Basically, however, the problem here, with the administration, is that the power it was enjoying is going to be removed but it would not remove and go into the Public Procurement Commission because the Public Procurement Commission is only monitoring. It is going to be removed and put into the various levels of tender board, the highest being the national board. That is where the power will lie. The Minister, who has oversight function of the national board, is now fearful that Cabinet cannot say anything because this is what it states in…
Mr. Speaker: Before you read Mr. Sharma, your time is up. You will need an extension to be sought.
Ms. Ally: I move that the Hon. Member be given fifteen minutes to continue his presentation.
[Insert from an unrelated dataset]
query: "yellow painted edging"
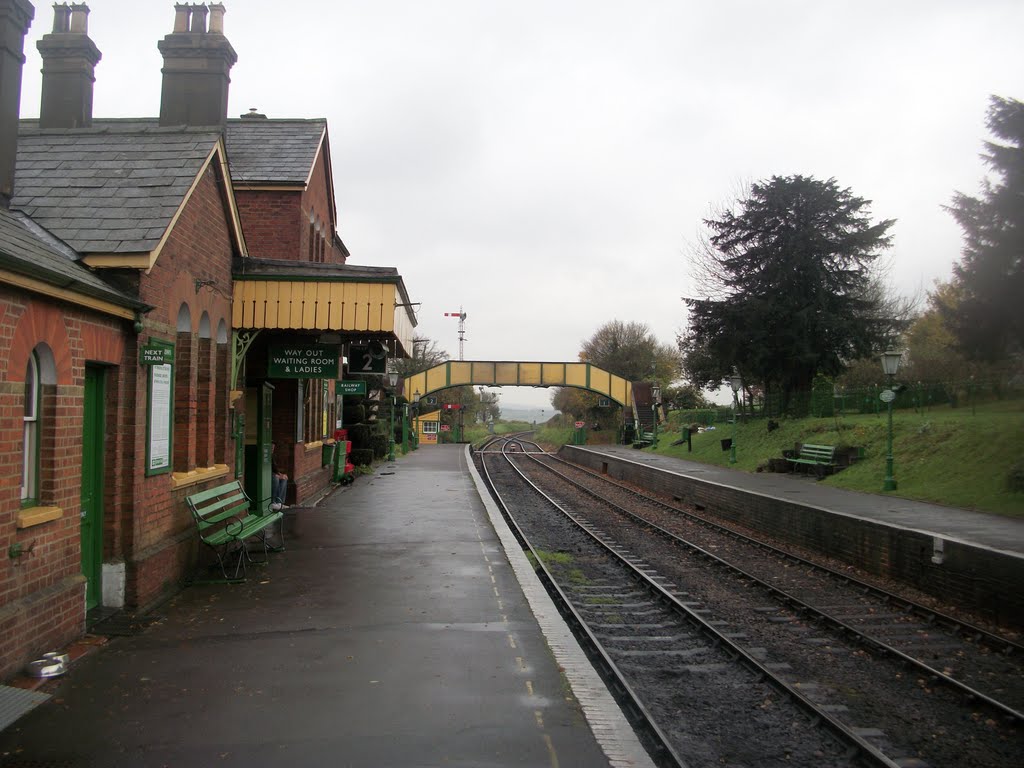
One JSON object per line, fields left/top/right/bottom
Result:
{"left": 0, "top": 270, "right": 137, "bottom": 320}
Question put, and agreed to.
Mr. Sharma: Mr. Speaker, I do not want to bore you any longer in this Assembly but I am going to close by just quoting what the Act states. The Act states that:
“Cabinet, upon its establishment of the Public Procurement Commission, shall review annually Cabinet’s threshold and review of the procurement with the objective of increasing that threshold over time…”
It was never done.
“…so as to promote…”
This is the important part.
“…the goal of progressively phasing out Cabinet involvement and decentralising the procurement process.”
Subsection (6) cannot be dropped. This one has to be dropped if there is a problem with Cabinet having this power.